O Protocolo Adicional à Convenção das Nações Unidas contra o Crime Organizado Transnacional Relativo à Prevenção, Repressão e Punição do Tráfico de Pessoas, em Especial Mulheres e Crianças, foi ratificado pelo Brasil em 2004. O Decreto 5.017 – assinado pelo então presidente, Luiz Inácio Lula da Silva, e pelo embaixador Samuel Pinheiro Guimarães Neto – entrou em vigor em 12 de março daquele ano.

Trabalho escravo contemporâneo não traz correntes, torna a pessoa uma ‘coisa’

“É urgente avançar na erradicação desse crime, que afeta todos os países”, afirmou o presidente do Sinait, Carlos Silva, que coordenou a mesa de abertura da live. “Não há como não discutir como uma agenda prioritária, intersetorial, que envolve a todos que em nome do Estado brasileiro se preocupam em conferir dignidade às pessoas, ao ambiente do trabalho.”

Ele lembrou que os grupos móveis de fiscalização do trabalho escravo acabaram de completar 25 anos de atuação no Brasil. Até hoje, mais de 55 mil pessoas foram encontradas em situação análoga à escravidão e libertadas. Neste ano, mesmo com a pandemia, as ações de fiscalização resgataram 231 trabalhadores.

Crime internacional

A presidenta da Associação Brasileira de Defesa da Mulher, da Infância e da Juventude (Asbrad), Dalila Figueiredo, lembrou dos primeiros passos da entidade, acolhendo mulheres que haviam recebido propostas do exterior para trabalhar como babás ou acompanhantes de idosos. “Mas acabavam sendo obrigadas a se prostituir, tinham o passaporte apreendido, acumulavam dívidas”, acrescentou.

Ou de homens explorados principalmente em indústria de sucos e frigoríficos no exterior. O protocolo tornou-se, segundo ela, a principal ferramenta no combate ao crime internacional.

O diretor do escritório brasileiro da Organização Internacional do Trabalho (OIT), Martin Hahn, citou a Convenção 29, sobre trabalho forçado, como uma das normas fundamentais da entidade. A prática atinge setores como a manufatura e os serviços domésticos, incluindo exploração sexual.

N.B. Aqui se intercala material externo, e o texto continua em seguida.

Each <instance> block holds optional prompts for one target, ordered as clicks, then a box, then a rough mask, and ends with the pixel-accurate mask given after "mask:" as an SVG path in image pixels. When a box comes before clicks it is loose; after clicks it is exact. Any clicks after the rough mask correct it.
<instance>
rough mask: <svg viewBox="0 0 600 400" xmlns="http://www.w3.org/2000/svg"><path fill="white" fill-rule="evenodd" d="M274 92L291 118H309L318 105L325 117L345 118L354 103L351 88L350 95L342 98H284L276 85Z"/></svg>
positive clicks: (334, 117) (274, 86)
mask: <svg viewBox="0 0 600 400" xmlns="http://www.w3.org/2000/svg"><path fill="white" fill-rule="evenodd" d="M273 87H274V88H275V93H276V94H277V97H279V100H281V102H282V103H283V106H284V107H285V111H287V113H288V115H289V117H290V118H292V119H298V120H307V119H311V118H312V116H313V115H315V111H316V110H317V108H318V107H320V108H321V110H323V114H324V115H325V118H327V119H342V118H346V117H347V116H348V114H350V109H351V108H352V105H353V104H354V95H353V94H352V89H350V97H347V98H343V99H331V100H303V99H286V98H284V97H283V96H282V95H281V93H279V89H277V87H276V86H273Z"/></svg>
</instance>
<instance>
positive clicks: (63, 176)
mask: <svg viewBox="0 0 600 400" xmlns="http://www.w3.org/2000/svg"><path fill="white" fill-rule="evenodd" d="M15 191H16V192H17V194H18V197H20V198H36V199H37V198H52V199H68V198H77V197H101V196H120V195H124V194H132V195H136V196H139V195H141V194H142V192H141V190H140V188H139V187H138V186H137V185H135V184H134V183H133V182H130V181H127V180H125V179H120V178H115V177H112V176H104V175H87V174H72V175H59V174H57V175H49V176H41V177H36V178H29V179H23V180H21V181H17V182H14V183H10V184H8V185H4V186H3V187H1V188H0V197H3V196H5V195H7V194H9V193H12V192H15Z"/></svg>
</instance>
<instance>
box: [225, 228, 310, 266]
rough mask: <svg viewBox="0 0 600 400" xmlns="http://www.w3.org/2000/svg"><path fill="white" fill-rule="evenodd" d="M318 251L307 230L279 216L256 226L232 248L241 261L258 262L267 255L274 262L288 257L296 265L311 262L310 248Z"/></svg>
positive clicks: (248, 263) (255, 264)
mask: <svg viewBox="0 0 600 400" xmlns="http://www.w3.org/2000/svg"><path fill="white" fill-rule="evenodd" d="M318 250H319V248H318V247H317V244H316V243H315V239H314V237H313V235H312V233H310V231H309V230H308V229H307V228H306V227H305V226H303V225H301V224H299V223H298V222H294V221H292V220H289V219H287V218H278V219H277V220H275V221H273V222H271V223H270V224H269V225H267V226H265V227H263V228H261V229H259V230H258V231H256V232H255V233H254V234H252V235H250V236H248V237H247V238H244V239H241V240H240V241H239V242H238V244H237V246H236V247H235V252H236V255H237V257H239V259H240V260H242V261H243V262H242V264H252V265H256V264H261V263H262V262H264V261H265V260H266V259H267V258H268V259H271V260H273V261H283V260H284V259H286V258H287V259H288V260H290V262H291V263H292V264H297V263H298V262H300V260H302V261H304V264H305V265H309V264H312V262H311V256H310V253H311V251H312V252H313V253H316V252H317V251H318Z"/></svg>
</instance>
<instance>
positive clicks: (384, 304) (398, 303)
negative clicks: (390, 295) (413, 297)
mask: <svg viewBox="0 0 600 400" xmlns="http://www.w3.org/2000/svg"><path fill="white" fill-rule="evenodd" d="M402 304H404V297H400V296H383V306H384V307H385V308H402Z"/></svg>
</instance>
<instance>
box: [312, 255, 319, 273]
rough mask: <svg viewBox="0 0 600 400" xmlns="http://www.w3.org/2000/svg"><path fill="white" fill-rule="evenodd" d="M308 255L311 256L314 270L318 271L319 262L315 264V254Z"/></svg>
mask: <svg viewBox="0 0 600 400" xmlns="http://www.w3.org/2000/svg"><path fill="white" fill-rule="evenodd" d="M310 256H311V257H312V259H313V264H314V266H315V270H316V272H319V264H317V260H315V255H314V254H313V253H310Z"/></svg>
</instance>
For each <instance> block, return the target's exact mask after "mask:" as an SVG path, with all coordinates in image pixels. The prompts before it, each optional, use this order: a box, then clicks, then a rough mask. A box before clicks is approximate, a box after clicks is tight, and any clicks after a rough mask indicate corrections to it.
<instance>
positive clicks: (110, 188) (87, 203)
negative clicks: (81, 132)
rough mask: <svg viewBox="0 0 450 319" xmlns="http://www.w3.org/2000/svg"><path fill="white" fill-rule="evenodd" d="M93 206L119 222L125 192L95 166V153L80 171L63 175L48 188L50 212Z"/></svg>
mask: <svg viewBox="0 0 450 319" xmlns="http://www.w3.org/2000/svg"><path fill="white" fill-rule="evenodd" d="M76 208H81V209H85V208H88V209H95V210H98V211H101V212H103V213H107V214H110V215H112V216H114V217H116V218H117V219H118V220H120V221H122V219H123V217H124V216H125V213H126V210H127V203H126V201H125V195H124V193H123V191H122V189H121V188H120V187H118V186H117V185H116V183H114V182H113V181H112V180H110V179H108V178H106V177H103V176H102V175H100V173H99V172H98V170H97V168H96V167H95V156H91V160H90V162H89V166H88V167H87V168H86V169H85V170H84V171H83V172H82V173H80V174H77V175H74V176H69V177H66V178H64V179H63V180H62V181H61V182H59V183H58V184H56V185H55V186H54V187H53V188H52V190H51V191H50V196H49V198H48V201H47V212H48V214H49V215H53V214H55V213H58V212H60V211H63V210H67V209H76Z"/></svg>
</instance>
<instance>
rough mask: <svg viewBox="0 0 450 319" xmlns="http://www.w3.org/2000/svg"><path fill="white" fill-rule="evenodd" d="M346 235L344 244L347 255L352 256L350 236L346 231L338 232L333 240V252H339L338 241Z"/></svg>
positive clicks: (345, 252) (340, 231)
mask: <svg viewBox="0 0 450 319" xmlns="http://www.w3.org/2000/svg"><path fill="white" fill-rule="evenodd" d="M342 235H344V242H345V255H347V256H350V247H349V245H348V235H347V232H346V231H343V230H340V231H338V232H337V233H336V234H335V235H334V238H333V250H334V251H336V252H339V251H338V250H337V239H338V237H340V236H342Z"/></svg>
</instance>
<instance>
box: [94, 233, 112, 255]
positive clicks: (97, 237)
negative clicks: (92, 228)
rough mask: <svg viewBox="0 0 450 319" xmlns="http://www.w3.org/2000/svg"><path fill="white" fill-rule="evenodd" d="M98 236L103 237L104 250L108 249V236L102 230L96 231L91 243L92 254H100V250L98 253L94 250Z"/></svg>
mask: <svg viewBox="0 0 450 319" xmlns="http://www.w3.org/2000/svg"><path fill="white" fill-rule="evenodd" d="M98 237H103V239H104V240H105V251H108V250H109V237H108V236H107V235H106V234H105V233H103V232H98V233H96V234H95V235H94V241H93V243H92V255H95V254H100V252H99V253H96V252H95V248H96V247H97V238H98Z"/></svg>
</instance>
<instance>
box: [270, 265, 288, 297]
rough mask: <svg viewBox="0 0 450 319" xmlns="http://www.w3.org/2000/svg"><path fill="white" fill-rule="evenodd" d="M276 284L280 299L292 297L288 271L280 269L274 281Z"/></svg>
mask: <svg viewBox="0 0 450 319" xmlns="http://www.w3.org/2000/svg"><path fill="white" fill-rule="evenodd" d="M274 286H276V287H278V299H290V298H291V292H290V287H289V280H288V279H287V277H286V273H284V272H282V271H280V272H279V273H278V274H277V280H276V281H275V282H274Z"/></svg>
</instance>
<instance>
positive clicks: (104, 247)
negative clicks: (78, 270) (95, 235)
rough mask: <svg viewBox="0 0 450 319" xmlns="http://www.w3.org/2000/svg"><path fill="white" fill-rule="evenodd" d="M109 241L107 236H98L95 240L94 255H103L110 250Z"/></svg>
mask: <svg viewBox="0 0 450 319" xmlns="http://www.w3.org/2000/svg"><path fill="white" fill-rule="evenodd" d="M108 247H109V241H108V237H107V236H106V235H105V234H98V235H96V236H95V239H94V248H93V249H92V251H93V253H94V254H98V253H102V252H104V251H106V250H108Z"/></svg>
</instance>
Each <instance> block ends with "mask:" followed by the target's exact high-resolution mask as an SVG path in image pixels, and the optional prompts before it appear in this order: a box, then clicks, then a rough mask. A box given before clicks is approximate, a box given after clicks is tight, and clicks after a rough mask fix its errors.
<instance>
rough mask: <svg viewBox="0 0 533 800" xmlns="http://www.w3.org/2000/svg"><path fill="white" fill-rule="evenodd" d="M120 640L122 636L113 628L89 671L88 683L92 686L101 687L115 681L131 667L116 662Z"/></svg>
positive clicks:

Segundo cálculos da OIT, o trabalho forçado no setor privado rende lucro de até US$ 150 bilhões por ano. Isso vem de quem se aproveita da “vulnerabilidade e do desespero” das pessoas.

De uma selva para outra

O presidente da Confederação Iberoamericana de Inspetores do Trabalho (Ciit), o uruguaio Sérgio Voltolini, também defendeu as ações integradas entre os vários órgãos públicos no combate a essas práticas. E fez referência à dificuldade no Brasil, onde os auditores-fiscais enfrentam baixo orçamento. Além disso, não têm concurso público há anos, levando a uma defasagem de mão de obra.

Os vice-presidentes da Anamatra (magistrados do Trabalho), Luiz Antônio Colussi, e da ANPT (procuradores), Lydiane Machado e Silva, participaram da abertura. Além deles, Glícia Salmeron, pela Ordem dos Advogados do Brasil, Daniela Muradas e Hugo Melo Filho, da Associação Latinoamericana de Juízes do Trabalho.

Na sequência do evento, a auditora-fiscal Vera Jatobá fez um histórico da atuação antes mesmo da criação dos grupos móveis. Lembrou que isso possibilitou o aperfeiçoamento do conceito de trabalho escravo, inclusive do ponto de vista legal. E um avanço para o “pacto civilizatório”, lembrou.

“A gente tinha que ter um outro olhar. Não era só Direito do Trabalho. A gente descobriu que tinha aliciamento, que tinha fraude, uma série de crimes”, comentou a auditora. Vera observou que as mudanças no mundo de trabalho também atingiram a prática da exploração, que ganhou novas formas. Não se restringindo só ao meio rural. “A exploração do trabalho persiste e se sofistica nas suas formas. O que a gente via na selva amazônica passou a ver na selva urbana.”